Il caso Kerenes di
Calin Netzer
Mentre il cinema italiano
continua a proporre poco o nulla di nuovo, ci sono delle cinematografie quasi sconosciute,
o di nazioni considerate marginali che dimostrano invece una straordinaria vitalità.
E’ il caso della Romania, il cui esponente di punta è il Cristian Mungiu, di “4 mesi, 3 settimane, 2 giorni”, Palma
d’Oro al festival di Cannes 2007, e del recente “Oltre le colline”, anche questo pluripremiato a Cannes 2012. Che non si tratti di un caso isolato, ma di
una vera e propria scuola, è dimostrato dall’Orso d’Oro di Berlino 2013,
assegnato a “Il caso Kerenes” di
Calin Netzer, anche lui romeno.
“Il caso Kerenes” è un film che si può leggere su due livelli
diversi, facilmente comprensibili e strettamente connessi tra loro. Il primo
livello è quello del rapporto tra una madre possessiva, la sessantenne
Cornelia, e Barbu, il figlio ormai trentaquattrenne. Questi non sopporta più le
ingerenze della madre nei suoi affari, ma continua a comportarsi da eterno
adolescente viziato, incapace di dare un senso alla propria vita. Caparbiamente,
cerca di sottrarsi al controllo ossessivo della madre, ma finisce sempre col
mettersi nei guai. Con la sua auto sportiva, ingaggia una gara con un altro
automobilista e investe un bambino che stava attraversando la strada. Toccherà
alla madre accorrere ancora una volta in suo aiuto e fare tutto il possibile
per salvarlo dalla prigione, ricorrendo anche alla corruzione e ai favori che
vengono dall’alto.
Il secondo livello, quello più
interessante, è il ritratto di una società, quella romena, delineato dal film.

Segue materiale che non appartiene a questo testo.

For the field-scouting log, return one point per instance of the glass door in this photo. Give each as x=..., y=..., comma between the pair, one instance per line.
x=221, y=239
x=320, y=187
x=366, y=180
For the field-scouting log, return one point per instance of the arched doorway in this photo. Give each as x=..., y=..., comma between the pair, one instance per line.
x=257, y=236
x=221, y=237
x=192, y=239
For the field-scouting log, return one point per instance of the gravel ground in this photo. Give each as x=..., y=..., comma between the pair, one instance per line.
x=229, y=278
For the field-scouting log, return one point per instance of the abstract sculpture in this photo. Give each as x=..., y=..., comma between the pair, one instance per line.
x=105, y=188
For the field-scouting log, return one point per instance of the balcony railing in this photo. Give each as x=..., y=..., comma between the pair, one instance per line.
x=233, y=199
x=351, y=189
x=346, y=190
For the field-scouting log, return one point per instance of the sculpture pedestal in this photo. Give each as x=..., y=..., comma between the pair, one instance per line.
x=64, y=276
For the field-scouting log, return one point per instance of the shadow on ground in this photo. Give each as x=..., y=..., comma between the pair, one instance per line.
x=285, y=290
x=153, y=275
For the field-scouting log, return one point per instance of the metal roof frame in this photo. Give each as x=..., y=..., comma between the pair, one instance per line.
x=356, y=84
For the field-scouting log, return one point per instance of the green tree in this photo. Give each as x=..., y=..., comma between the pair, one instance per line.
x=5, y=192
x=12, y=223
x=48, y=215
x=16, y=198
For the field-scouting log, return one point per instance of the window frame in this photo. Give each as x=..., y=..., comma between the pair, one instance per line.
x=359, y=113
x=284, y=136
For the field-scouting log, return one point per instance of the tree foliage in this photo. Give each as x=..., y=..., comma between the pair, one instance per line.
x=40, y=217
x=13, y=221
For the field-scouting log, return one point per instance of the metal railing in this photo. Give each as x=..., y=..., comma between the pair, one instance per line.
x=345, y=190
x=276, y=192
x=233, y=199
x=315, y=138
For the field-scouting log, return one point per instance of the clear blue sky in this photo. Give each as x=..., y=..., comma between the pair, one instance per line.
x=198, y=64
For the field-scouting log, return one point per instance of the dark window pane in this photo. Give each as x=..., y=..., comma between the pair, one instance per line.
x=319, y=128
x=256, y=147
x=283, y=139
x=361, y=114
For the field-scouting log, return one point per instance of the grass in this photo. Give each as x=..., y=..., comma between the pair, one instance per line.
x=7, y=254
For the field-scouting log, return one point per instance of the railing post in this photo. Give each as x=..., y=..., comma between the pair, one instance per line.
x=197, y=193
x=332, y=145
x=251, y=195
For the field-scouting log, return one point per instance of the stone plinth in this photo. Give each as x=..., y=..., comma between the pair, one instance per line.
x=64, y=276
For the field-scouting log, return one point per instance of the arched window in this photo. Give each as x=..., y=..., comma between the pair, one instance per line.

Cornelia e il figlio, infatti, appartengono alla classe dei nuovi ricchi, che
si è formata in Romania dopo la caduta del regime di Ceausescu. Il regista,
Calin Netzer, conosce bene questo ambiente, visto che proviene da una famiglia
fuggita in Germania ai tempi del regime e tornata in Romania dopo la sua
caduta. Si tratta spesso degli stessi che gestivano il potere anche prima, che
ora possono esibire senza più finzioni le ricchezze e l’egemonia che si sono
conquistati, un’ostentazione fin troppo smaccata di beni e modi di vita
provenienti dall’occidente. Come se avessero paura che la festa possa finire presto e volessero approfittarne
finché dura. Paura che li costringe a vivere rinchiusi nella cerchia dei loro
simili, isolati da tutto il resto, per impedire a chi ne è escluso di
condividere un benessere che sono decisi a difendere a denti stretti.
Ma ecco che l’evento inatteso
mette in crisi tutto questo. Il bambino investito, infatti, appartiene a una
famiglia di contadini, che, quando Cornelia accorre sul luogo dell’incidente,
la accoglie con una rabbia cupa e ostile. All’inizio, lei non vuole aver nulla
a che fare con loro e tenta di salvare il figlio con ogni mezzo, lecito o no.
Tutti i suoi espedienti, però, si rivelano inutili e capisce che non potrà fare
a meno di incontrare la famiglia del bambino ucciso. Così, con il figlio e la
compagna di questo, a bordo della sua BMW, si reca in uno sperduto paese le cui
strade sono invase dal fango, alla ricerca della casa del bambino. Una volta
lì, il figlio si rifiuterà nuovamente di assumersi le proprie responsabilità e
toccherà alle due donne entrare, per incontrare una povertà estrema ma
dignitosa, che non chiede aiuti o compassione, ma solamente un riconoscimento
del proprio esserci, dei propri diritti , in primo luogo quello di esprimere il
dolore.
Ma tra le due parti non sembra esistere
una possibilità di incontro, ognuno appare chiuso in se stesso. Sarà il figlio,
inaspettatamente, al momento di ripartire, a scendere finalmente dall’auto per
parlare con il padre del bambino e stringergli la mano. Un gesto altamente
simbolico, una concreta indicazione di
speranza nel futuro.
Spicca, nella colonna sonora,
l’utilizzo di “Meravigliosa Creatura”,
la canzone di Gianna Nannini. Il
nostro paese come oggetto di desiderio, idealizzato, pronto a trasformarsi in
una grossa delusione per molti che ci sono arrivati, animati da improbabili attese.